富士急行では、今年で開業80周年を迎えた富士急行線の車輌を、九州新幹線〈つばめ〉等のデザインを手がけた工業デザイナー・水戸岡鋭治氏によるデザインでリニューアルし、“富士登山電車”の愛称で8月より運行を開始する。
また、あわせて“富士登山電車”が停車する下吉田駅の駅舎・待合室をリニューアルし、同駅はレトロな味わいを生かしつつ21世紀モダンを感じさせる駅へと生まれ変わる。
観光列車“富士登山電車”
▼“富士登山電車”の外観イメージ。
イラスト提供:富士急行(他画像とも)
Eiji Mitooka + Don Design Associates
“富士登山電車は”「富士山に一番近い鉄道」富士急行線沿線の恵まれた自然環境にふさわしい健康的で魅力的な公共空間として、また富士山の麓の山岳風景の豊かさと美しさを一枚の絵のようにプレゼンテーションできる移動空間として、「富士山再認識」のための日本一ゆたかな登山電車を目指すことをコンセプトとしている。
外観は元々の開業当初のさび朱色で歴史と伝統を感じさせるたたずまいとし、内装は懐かしさと新しさを調和させたレトロモダン。ベンチ、ボックス席、ソファ、窓に面した展望席など、多様なパターンや形のシートが設けられ、サービスカウンターやミニギャラリーなどの家具造作類も設置される。また、いずれもどこかに優美な富士山の曲線をモチーフに取り入れているほか、竹製のロールブラインドや木製の荷棚、床のフローリングなど細部まで出きるだけエコ素材を使用している。

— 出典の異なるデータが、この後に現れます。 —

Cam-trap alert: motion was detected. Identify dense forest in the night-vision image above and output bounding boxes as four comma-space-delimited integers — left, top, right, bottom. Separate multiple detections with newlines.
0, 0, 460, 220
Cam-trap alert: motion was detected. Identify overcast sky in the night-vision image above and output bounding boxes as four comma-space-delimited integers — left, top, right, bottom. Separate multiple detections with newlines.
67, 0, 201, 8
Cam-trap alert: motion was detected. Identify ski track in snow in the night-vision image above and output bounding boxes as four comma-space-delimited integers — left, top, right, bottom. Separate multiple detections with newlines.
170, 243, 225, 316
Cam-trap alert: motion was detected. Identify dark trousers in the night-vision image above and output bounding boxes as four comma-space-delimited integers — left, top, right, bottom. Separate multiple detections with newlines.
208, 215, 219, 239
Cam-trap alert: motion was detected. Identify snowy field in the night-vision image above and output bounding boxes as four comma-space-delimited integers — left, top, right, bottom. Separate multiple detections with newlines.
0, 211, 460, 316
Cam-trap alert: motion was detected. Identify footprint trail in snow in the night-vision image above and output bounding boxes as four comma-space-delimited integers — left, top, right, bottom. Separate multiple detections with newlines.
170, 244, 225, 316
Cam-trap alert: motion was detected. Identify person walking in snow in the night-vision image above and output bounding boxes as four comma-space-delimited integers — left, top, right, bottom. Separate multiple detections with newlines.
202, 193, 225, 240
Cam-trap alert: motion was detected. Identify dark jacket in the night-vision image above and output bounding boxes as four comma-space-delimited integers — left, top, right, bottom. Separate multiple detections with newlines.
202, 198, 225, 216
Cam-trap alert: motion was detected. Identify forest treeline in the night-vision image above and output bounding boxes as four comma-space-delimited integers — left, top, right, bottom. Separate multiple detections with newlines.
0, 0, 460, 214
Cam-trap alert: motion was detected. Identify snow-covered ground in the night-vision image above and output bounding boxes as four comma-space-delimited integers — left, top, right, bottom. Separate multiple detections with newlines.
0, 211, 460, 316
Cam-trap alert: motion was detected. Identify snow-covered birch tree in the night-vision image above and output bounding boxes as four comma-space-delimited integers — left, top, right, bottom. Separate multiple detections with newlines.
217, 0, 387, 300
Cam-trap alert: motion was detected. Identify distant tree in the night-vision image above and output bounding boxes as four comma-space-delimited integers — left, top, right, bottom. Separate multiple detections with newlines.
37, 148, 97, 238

▲モハ1305の客室内イメージ。折りたたみ式テーブル、木製荷棚のほか、木製ロールブラインド、木製の吊手や額が備わる。
▼モハ1205の客室内イメージ。こちらは富士山ライブラリーサロンも設けられ、本棚が設置される。
Eiji Mitooka + Don Design Associates
■運行開始日:2009(平成21)年8月上旬(予定)
※詳細な運転開始日と運転時刻は決まり次第発表
■運転区間:大月―河口湖間(26.6km)
■車輌:2輌1編成(モハ1305+モハ1205)
駅のリニューアル
▼駅舎イメージ図
Eiji Mitooka + Don Design Associates
下吉田駅開業当日の新しさと驚きを今また感じ取れるよう、レトロな味わいを生かしつつ、21世紀モダンの駅に生まれ変わることをコンセプトに、駅舎本屋のシンプルな構造と腰板や窓枠の色調はそのままに、吹き抜けには天井画を大胆に配置する。壁面には富士の絵を配し、コンコース内には富士の稜線をイメージしたベンチやセンターテーブル等を配し、今までの駅には見受けられなかったゆとりある雰囲気とする。また、ホーム上の古い構造の下にシンプルなガラス箱でつくった待合室を設置し、近景の桜並木や遠景の富士山を居ながら楽しめるレンガの床、木の家具や造作、布ののれんなどエコ素材中心に使用。明るく広々としたトイレを新設する。
使用開始日は2009(平成21)年7月中旬の予定で、総工費は約40,000千円。